Ketamine is sometimes prescribed off-label for depression, under medical supervision and in a clinical setting. But if proven in clinical trials, R-ketamine could be a safe antidepressant for people to use at home.  With more than 30% of adults with major depressive disorder affected by treatment-resistant depression, potentially millions of people could be helped by ketamine therapy. 

FDA Approval for R-ketamine

One form of ketamine has recently been approved by the Food and Drug Administration (FDA) for use in a life science study, to be carried out by German psychedelics startup Atai Life Sciences. Their clinical trial will use R-ketamine, a non-psychedelic form of ketamine, to look at whether it is effective for TRD.  “For these patients, currently available front-line treatments do not offer sufficient relief,” says Atai Life Sciences’ co-founder and chief scientific officer, Srinivas Rao. “So far, we have reason to be optimistic that our R-ketamine formulation, PCN-101, could have potential as an effective, at-home treatment for people with treatment-resistant depression.” Another form of ketamine, S-ketamine, has been shown to reduce depression symptoms in people with treatment-resistant depression in clinical trials used to support the registration of Spravato in the U.S. “S-ketamine is rapid-acting, offering relief from depressive symptoms within hours (as opposed to weeks or even months, as can be the case with SSRIs),” Rao explains. But when compared to S-ketamine, PCN-101 has demonstrated the potential for greater potency, longer duration of effect, and reduced abuse potential in pre-clinical studies. “These characteristics could potentially position R-ketamine as a rapid-acting antidepressant with a more favorable safety and tolerability profile than S-ketamine,” Rao says.  Furthermore, R-ketamine could offer the potential for at-home use, which could revolutionise the patient’s therapeutic journey, by potentially increasing access and ease-of-use. Alongside the first U.S. study, a drug-drug interaction (DDI) trial which will begin in early 2022, Atai’s Phase 2 proof-of-concept trial in treatment-resistant depression is ongoing in Europe. 

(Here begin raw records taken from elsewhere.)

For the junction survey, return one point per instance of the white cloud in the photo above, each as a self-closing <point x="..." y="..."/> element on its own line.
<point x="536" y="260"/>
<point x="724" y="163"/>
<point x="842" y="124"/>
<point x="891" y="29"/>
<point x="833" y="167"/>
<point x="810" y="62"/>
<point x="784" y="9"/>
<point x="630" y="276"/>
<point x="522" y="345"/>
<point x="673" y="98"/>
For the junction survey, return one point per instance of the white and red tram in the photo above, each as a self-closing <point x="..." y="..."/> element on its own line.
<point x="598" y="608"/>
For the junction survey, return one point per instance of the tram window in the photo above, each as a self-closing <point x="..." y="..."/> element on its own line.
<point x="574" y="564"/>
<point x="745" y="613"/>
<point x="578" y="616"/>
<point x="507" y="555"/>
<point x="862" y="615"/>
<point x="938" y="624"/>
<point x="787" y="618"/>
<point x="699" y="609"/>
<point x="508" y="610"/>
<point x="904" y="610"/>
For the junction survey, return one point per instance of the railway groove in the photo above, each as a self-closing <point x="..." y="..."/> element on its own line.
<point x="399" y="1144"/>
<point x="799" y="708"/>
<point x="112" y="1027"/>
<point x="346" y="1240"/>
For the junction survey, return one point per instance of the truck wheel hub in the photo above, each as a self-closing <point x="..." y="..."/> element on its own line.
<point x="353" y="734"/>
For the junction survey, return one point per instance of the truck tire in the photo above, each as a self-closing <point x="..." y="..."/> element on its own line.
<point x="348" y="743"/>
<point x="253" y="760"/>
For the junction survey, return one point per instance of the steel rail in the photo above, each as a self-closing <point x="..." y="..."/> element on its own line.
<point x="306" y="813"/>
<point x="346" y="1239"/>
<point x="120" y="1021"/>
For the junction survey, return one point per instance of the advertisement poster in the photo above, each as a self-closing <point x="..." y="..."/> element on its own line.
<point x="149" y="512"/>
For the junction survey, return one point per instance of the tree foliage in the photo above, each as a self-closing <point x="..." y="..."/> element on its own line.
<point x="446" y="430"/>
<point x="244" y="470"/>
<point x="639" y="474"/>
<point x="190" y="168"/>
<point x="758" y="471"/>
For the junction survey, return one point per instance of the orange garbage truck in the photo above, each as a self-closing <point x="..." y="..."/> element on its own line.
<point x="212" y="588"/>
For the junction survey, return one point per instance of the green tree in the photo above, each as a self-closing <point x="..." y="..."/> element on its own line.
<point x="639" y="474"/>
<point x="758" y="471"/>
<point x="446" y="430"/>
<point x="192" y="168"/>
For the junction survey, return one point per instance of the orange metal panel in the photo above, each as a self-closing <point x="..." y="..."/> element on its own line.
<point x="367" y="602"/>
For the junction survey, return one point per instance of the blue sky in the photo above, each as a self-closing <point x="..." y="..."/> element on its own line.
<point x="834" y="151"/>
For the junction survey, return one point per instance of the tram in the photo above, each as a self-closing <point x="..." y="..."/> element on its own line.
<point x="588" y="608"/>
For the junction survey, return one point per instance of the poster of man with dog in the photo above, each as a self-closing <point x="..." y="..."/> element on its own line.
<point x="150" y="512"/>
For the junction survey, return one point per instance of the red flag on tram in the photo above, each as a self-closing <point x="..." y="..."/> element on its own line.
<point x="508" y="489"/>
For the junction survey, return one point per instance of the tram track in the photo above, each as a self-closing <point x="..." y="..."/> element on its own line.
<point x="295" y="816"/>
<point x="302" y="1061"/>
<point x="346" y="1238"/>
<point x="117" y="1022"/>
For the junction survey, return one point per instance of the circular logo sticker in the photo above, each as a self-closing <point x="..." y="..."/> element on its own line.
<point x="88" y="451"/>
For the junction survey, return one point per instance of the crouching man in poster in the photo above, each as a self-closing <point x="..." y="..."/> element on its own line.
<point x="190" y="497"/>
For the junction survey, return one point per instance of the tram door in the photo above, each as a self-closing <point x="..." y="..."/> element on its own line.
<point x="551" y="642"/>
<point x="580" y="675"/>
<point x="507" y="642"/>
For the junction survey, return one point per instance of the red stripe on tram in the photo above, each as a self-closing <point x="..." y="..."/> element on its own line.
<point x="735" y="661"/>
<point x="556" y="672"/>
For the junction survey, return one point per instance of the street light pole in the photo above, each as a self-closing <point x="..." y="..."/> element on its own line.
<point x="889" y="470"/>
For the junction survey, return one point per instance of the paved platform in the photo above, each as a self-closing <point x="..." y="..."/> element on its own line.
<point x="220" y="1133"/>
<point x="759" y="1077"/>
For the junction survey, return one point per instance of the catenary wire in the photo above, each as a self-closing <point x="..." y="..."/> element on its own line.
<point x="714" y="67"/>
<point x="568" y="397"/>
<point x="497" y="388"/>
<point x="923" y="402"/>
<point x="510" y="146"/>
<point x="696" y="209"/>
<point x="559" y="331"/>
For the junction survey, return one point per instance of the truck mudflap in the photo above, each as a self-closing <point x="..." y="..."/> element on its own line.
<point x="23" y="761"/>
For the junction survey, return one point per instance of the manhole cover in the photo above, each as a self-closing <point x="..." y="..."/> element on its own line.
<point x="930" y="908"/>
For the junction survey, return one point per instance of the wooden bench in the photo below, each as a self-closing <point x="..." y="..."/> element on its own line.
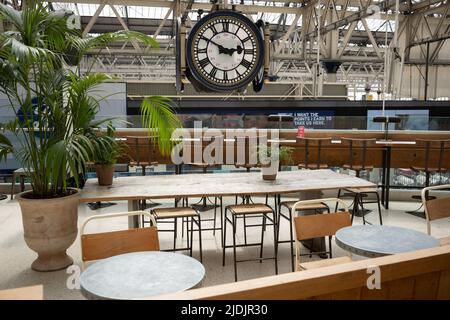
<point x="423" y="274"/>
<point x="25" y="293"/>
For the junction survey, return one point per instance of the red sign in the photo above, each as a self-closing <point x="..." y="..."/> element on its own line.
<point x="301" y="132"/>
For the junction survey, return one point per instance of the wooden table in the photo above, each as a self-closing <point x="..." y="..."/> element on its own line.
<point x="377" y="241"/>
<point x="138" y="188"/>
<point x="140" y="275"/>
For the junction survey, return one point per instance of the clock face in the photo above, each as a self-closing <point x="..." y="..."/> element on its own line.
<point x="225" y="51"/>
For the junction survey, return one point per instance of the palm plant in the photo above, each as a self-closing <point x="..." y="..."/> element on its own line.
<point x="54" y="106"/>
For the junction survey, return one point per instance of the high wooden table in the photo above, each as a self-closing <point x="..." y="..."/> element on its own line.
<point x="138" y="188"/>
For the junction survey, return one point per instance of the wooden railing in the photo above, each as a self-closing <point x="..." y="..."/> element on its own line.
<point x="333" y="154"/>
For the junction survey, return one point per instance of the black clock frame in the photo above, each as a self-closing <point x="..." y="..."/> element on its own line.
<point x="198" y="78"/>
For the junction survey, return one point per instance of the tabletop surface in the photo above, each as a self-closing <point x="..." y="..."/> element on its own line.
<point x="217" y="184"/>
<point x="376" y="241"/>
<point x="141" y="274"/>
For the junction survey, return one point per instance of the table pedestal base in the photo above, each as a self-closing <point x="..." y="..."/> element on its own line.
<point x="317" y="244"/>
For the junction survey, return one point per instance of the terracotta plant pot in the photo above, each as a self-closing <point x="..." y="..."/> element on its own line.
<point x="50" y="227"/>
<point x="105" y="174"/>
<point x="269" y="172"/>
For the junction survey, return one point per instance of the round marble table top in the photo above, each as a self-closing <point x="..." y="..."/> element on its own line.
<point x="377" y="241"/>
<point x="140" y="274"/>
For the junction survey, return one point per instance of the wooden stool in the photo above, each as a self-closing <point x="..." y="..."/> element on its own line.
<point x="249" y="209"/>
<point x="358" y="164"/>
<point x="359" y="194"/>
<point x="184" y="213"/>
<point x="318" y="207"/>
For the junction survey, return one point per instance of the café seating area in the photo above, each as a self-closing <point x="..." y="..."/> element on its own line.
<point x="310" y="226"/>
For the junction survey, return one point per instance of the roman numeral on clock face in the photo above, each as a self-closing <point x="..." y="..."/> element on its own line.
<point x="214" y="30"/>
<point x="226" y="26"/>
<point x="246" y="64"/>
<point x="204" y="62"/>
<point x="213" y="72"/>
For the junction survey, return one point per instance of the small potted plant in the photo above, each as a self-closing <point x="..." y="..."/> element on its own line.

Studying Real World Patients

In January 2022, the largest real-world study of ketamine outcomes, conducted by Stanford University School of Medicine, was published in the Journal of Affective Disorders. “This study represents outcomes on more patients than have ever been studied in academic trials of ketamine intravenous therapy (KIT) for depression,” says L. Alison McInnes, MD, MS, vice president of medical affairs at Osmind, a healthcare technology company and public benefit corporation (PBC) dedicated to empowering clinicians and researchers to bring innovative mental health treatments to those who need it most.  While academic trials study carefully groomed patients without comorbidities, studying real-world patients that have comorbidities enable a true picture of how a particular treatment performs in the community, Dr. McInnes adds.  The study found that in a subset of 537 people receiving KIT across 178 clinics, there was a 54% response rate and a 29% remission rate. “KIT is relatively safe and is a rapid and very effective treatment for depression,” explains Dr. McInnes, adding that only 8% of people experience worsening symptoms. It’s also durable—80% of people were still responding to their initial intravenous treatment at one month and 60% at two months, without any maintenance infusions.  “We were surprised at how durable the antidepressant effect is, and that most patients only get 2-3 maintenance treatments before exiting care,” Dr. McInnes says. However, there’s still a lot to learn about the patient experience. “We need to understand what happens to these patients,” Dr. McInnes adds. “Do they leave because of the expense and/or because they feel better? How long till they relapse?”  Dr. McInnes hopes the findings will improve treatment options for people with depression by persuading insurers to pay for KIT therapy. “This will increase access to care for people of all races and socioeconomic levels,” she says. “For now, KIT is only available to those fortunate people who can pay out of pocket.” It’s important to consider various factors before going ahead with ketamine therapy. Your doctor will tell you whether you’re eligible for this type of treatment and what to expect.